Search code examples
cbinaryunionslow-level

Union - Binary to Double


Hello guys I am trying to implement the new frexp function by hand. To be able to do this I used Union data type. I can find the exponent correctly but my problem is about the mantis part. I cannot find the correct value for mantisa part. It gives me really big number but when . I tried to shift the binary but it also didn't help me. Do you have any idea how I can find the mantis from this binary. Thank you. (This is for double floating unit and I assumed double is 64 bit)

P.s. There is one more thing I didn't get. To be able to find the right exponent value, I suppose to decrease that value 1023 in theory (bias property), but in this example I needed to decrease 1022 to find the right value. Is something wrong?

typedef union {
    double f;
    struct {
        unsigned long  mantisa : 52;
        unsigned long  exponent : 11;
        unsigned long  sign : 1;
    } parts;
} double_cast;

double myfrexp(double number, int *exp)
{
    double_cast d1;
    d1.f = number;
    unsigned long dd;
    printf("\n %x \n", d1.parts.exponent);
    *exp = d1.parts.exponent - 1022;
    printf("\n%d\n\n", *exp);
    printf("\n %lf \n", (double)d1.parts.mantisa);
    return d1.parts.mantisa;
}

Thank you


Solution

  • To lessen endian-ness issues and inability to have 52 bit int fields, use a union of double and uint64_t.

    It is an assumption that double endian-ness and integer endian-ness are the same. Most systems do that - but not all.
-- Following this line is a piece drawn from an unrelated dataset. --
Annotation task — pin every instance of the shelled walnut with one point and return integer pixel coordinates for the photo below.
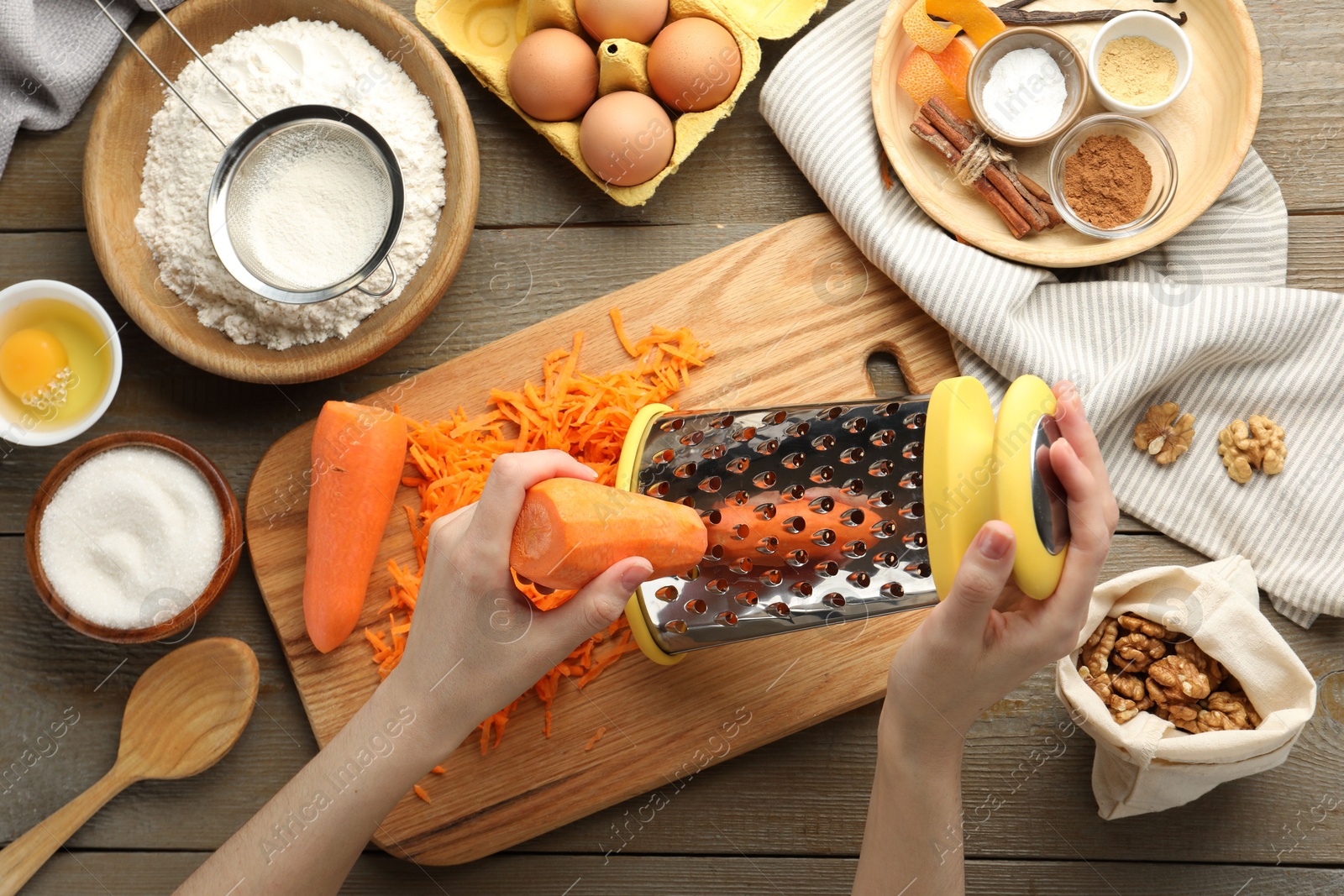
(1152, 669)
The following depends on that.

    The +1 in your post and expo + 1 below is because 1.0 <= IEEE Significand (not mantissa) < 2.0, but frexp(): 0.5 <= normalized fraction < 1.0.
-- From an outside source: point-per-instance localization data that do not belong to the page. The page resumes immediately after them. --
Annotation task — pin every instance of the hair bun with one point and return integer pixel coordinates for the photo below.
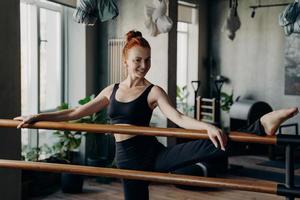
(133, 34)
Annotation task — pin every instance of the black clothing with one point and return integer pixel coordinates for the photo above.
(147, 154)
(136, 112)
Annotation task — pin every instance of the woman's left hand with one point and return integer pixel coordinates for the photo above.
(217, 136)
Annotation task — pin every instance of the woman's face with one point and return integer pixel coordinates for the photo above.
(138, 61)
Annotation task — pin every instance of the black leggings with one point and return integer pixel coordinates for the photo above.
(147, 154)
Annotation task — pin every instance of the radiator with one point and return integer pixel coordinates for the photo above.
(116, 68)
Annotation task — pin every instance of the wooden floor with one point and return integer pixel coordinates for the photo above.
(113, 191)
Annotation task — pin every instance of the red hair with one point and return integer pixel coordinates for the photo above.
(134, 38)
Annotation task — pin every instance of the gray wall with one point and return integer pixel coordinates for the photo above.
(10, 96)
(254, 61)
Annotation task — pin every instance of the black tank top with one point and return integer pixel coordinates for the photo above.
(136, 112)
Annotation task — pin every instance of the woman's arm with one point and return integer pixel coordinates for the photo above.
(89, 108)
(163, 102)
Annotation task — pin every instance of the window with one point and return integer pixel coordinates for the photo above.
(41, 63)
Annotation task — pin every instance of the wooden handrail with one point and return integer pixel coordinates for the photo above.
(246, 185)
(69, 3)
(138, 130)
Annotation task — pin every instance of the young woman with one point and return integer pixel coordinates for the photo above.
(132, 101)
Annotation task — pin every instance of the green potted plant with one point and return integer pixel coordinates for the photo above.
(35, 183)
(67, 146)
(100, 147)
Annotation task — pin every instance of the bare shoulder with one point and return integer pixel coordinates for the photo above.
(157, 92)
(106, 92)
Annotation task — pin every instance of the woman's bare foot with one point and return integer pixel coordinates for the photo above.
(271, 121)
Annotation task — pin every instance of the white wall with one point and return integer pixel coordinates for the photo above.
(75, 59)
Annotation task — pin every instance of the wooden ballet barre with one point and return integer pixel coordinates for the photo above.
(69, 3)
(139, 130)
(245, 185)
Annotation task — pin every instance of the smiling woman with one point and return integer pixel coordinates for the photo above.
(132, 101)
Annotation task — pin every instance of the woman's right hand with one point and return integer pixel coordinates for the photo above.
(25, 120)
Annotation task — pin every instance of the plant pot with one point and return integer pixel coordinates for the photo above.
(71, 183)
(100, 162)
    double myfrexp(double number, int *exp) {
      static const uint64_t mantissa_mask       = 0x000FFFFFFFFFFFFFllu;
      static const uint64_t mantissa_impliedBit = 0x0010000000000000llu;
      static const uint64_t expo_mask           = 0x7FF0000000000000llu;
      static const uint64_t expo_norm           = 0x3FE0000000000000llu;
      static const uint64_t sign_mask           = 0x8000000000000000llu;
      static const int expo_NaN = 0x07FF;
      static const int expo_Bias = 1023;
    
      union {
        double d;
        uint64_t u;
      } x = { number };
      uint64_t mantissa = x.u & mantissa_mask;
      int expo = (x.u & expo_mask) >> 52;
    
      if (expo == expo_NaN) {  // Behavior for Infinity and NaN is unspecified.
        *exp = 0;
        return number;
      }
      if (expo > 0) {
        mantissa |= mantissa_impliedBit;  // This line is illustrative, not needed.
        expo -= expo_Bias;
      }
      else if (mantissa == 0) {
        *exp = 0;
        return number;  // Do not return 0.0 as that does not preserve -0.0
      }
      else {
        // de-normal or sub-normal numbers
        expo = 1 - expo_Bias;  // Bias different when biased exponent is 0
        while (mantissa < mantissa_impliedBit) {
          mantissa <<= 1;
          expo--;
        }
      }
      *exp = expo + 1;
      mantissa &= ~mantissa_impliedBit;
      x.u = (x.u & sign_mask) | expo_norm | mantissa;
      return x.d;
    }
    
    #include <limits.h>
    #include <math.h>
    #include <memory.h>
    #include <stdio.h>
    #include <float.h>
    
    void frexp_test(double d) {
      int i1,i2;
      double d1,d2;
      d1 = frexp(d, &i1);
      d2 = myfrexp(d, &i2);
      if (memcmp(&d1,&d2,sizeof(d1)) != 0 || (i1 != i2)) {
        printf("%a  (%a %x) (%a %x)\n", d, d1, i1, d2, i2);
      }
    }
    
    int main() {
      frexp_test(1.0);
      frexp_test(0.0);
      frexp_test(-0.0);
      frexp_test(DBL_MAX);
      frexp_test(-DBL_MAX);
      frexp_test(DBL_EPSILON);
      frexp_test(DBL_MIN);
      frexp_test(DBL_MIN/1024);
      frexp_test(DBL_MIN/1024/1024);
      frexp_test(INFINITY);
      //frexp_test(DBL_TRUE_MIN);
      return 0;
    }